Department of Orthopedics, Zhejiang Provincial People's Hospital (People's Hospital of Hangzhou Medical College) , Hangzhou, China.
Organogenesis. 2020 Oct 1;16(4):113-125. doi: 10.1080/15476278.2020.1808428. Epub 2020 Aug 16.
Bone defects or fractures generally heal in the absence of major interventions due to the high regenerative capacity of bone tissue. However, in situations of severe/large bone defects, these orchestrated regeneration mechanisms are impaired. With advances in modern medicine, natural and synthetic bio-scaffolds from bioceramics and polymers that support bone growth have emerged and gained intense research interest. In particular, scaffolds that recapitulate the molecular cues of extracellular signals, particularly growth factors, offer potential as therapeutic bone biomaterials. The current challenges for these therapies include the ability to engineer materials that mimic the biological and mechanical properties of the real bone tissue matrix, whilst simultaneously supporting bone vascularization. In this review, we discuss the very recent innovative strategies in bone biomaterial technology, including those of endogenous biomaterials and cell/drug delivery systems that promote bone regeneration. We present our understanding of their current value and efficacy, and the future perspectives for bone regenerative medicine.
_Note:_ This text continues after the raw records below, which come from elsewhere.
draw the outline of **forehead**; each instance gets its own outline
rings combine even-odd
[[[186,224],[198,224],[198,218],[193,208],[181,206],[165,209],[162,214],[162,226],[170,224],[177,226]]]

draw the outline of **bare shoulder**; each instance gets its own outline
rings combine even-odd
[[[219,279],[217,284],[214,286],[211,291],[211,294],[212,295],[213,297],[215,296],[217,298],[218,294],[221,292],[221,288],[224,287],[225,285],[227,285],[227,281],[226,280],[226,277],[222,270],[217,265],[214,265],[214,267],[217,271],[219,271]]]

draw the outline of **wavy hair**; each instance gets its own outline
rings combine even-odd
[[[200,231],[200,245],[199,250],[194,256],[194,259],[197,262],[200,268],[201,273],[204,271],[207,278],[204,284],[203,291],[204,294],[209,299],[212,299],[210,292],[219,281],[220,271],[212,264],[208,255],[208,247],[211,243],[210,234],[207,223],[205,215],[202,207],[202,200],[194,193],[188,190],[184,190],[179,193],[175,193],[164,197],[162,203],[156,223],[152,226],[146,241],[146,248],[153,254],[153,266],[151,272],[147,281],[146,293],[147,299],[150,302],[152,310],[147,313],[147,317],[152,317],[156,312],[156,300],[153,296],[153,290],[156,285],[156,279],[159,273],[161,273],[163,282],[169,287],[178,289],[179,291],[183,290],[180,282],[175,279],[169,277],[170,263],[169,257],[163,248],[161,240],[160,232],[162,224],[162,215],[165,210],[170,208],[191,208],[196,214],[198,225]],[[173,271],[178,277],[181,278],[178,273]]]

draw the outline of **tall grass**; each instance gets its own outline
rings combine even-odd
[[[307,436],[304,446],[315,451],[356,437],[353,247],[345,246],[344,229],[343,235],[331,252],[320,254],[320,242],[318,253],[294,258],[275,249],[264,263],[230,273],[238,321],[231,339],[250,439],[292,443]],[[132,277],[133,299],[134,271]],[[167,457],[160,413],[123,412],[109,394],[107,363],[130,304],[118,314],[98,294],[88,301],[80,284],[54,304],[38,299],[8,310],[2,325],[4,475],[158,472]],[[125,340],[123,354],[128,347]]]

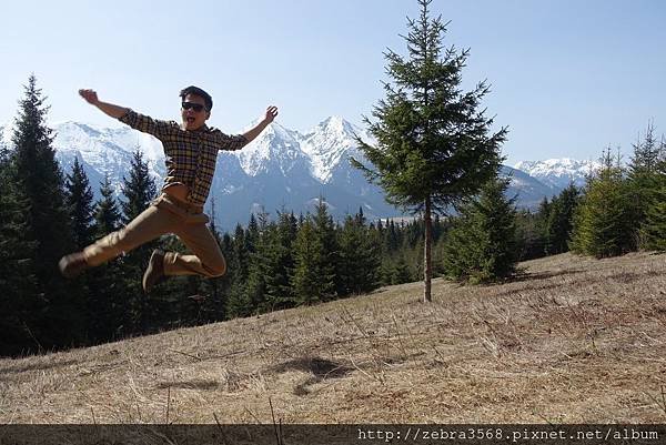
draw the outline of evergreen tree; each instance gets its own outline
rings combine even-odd
[[[337,294],[351,295],[373,290],[380,281],[380,240],[365,225],[363,211],[347,216],[340,231]]]
[[[324,246],[316,234],[316,227],[311,218],[301,224],[294,243],[294,274],[292,286],[297,304],[314,304],[329,300],[333,292],[333,282],[329,287],[322,287],[321,266],[324,263]]]
[[[448,232],[444,256],[446,274],[458,281],[483,283],[515,273],[515,198],[505,198],[507,179],[488,181],[478,198],[461,209]]]
[[[608,148],[602,162],[576,208],[569,244],[572,251],[596,257],[622,255],[635,246],[630,194],[619,159],[614,163]]]
[[[658,189],[663,180],[659,171],[662,163],[666,160],[666,146],[659,143],[655,136],[654,123],[649,122],[643,141],[634,144],[634,155],[628,165],[628,188],[630,189],[629,205],[632,225],[634,226],[635,247],[647,247],[649,242],[645,236],[650,236],[645,231],[648,218],[648,209],[658,206]],[[652,211],[650,211],[652,212]],[[655,215],[650,216],[653,220]]]
[[[329,301],[335,296],[335,271],[337,269],[340,249],[335,236],[333,218],[329,214],[329,208],[323,196],[320,196],[317,201],[312,222],[314,223],[314,232],[319,245],[321,245],[320,255],[314,259],[321,285],[319,296],[322,301]]]
[[[74,158],[72,172],[67,175],[64,188],[74,245],[83,249],[93,239],[93,196],[88,175],[79,163],[78,158]]]
[[[120,227],[121,214],[114,192],[105,175],[100,183],[101,198],[94,203],[93,237],[100,239]],[[88,332],[92,342],[99,343],[122,337],[131,332],[128,314],[128,295],[132,292],[122,280],[121,260],[115,259],[88,273],[89,296]]]
[[[253,249],[250,253],[250,266],[245,282],[245,293],[253,311],[265,311],[266,256],[269,255],[269,214],[263,211],[250,219],[249,236]],[[254,221],[254,222],[253,222]]]
[[[577,200],[578,189],[573,183],[553,199],[545,226],[547,254],[568,252]]]
[[[157,186],[154,180],[150,176],[148,162],[143,161],[141,150],[137,148],[130,163],[129,178],[122,180],[122,193],[125,201],[121,201],[122,222],[128,224],[140,213],[142,213],[150,202],[157,196]],[[148,266],[148,261],[152,251],[158,246],[158,242],[143,244],[129,252],[123,257],[124,285],[128,289],[127,295],[127,321],[125,326],[132,330],[148,328],[150,318],[150,304],[155,299],[147,300],[141,287],[141,276]]]
[[[284,309],[293,305],[291,276],[294,270],[293,244],[297,226],[293,213],[279,213],[278,224],[268,233],[264,273],[266,283],[266,310]]]
[[[37,79],[30,75],[20,101],[19,117],[12,135],[16,182],[26,193],[28,236],[38,243],[34,260],[42,291],[62,289],[58,260],[72,247],[71,231],[64,206],[64,181],[52,148],[52,130],[46,124],[48,107]]]
[[[432,214],[446,212],[493,178],[506,135],[506,129],[488,135],[493,119],[480,111],[490,91],[485,82],[461,91],[468,51],[443,51],[446,28],[430,17],[431,1],[418,0],[421,17],[408,20],[408,59],[385,54],[392,83],[385,83],[386,99],[373,111],[379,122],[365,120],[377,145],[359,140],[373,166],[352,161],[384,189],[389,202],[423,213],[425,301],[431,301]]]
[[[143,161],[143,153],[139,146],[130,161],[129,178],[122,179],[122,193],[127,200],[120,204],[125,224],[143,212],[158,194],[155,181],[148,170],[148,161]]]
[[[59,259],[73,250],[71,227],[64,205],[64,180],[52,148],[52,130],[46,124],[44,105],[37,79],[30,75],[12,135],[11,182],[26,199],[23,242],[34,243],[27,250],[36,276],[36,306],[32,325],[26,325],[40,347],[61,347],[82,341],[85,326],[82,290],[77,282],[65,282],[58,271]],[[63,328],[68,326],[68,328]]]
[[[640,229],[643,247],[666,251],[666,159],[657,168],[653,199]]]
[[[230,269],[233,271],[233,275],[225,310],[229,317],[240,317],[252,313],[251,302],[245,293],[251,245],[241,224],[236,224],[232,245]]]
[[[100,184],[100,200],[94,205],[94,237],[105,236],[115,232],[120,227],[121,214],[114,198],[109,175],[104,175],[104,181]]]
[[[14,182],[7,156],[0,159],[0,356],[34,347],[28,325],[39,311],[33,259],[37,242],[26,237],[29,201]]]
在没有重大干预的情况下,由于骨组织具有较高的再生能力,骨缺损或骨折通常会自行愈合。然而,在严重/大骨缺损的情况下,这些协调的再生机制会受到损害。随着现代医学的进步,天然和合成的生物支架,包括生物陶瓷和聚合物,已经出现并引起了强烈的研究兴趣。特别是那些能够重现细胞外信号分子线索的支架,特别是生长因子,为治疗性骨生物材料提供了潜力。这些疗法目前面临的挑战包括能够设计出模拟真实骨组织基质的生物和机械特性的材料,同时支持骨血管生成。在这篇综述中,我们讨论了骨生物材料技术的最新创新策略,包括内源性生物材料和细胞/药物输送系统,这些策略促进了骨再生。我们介绍了我们对它们目前价值和疗效的理解,以及骨再生医学的未来前景。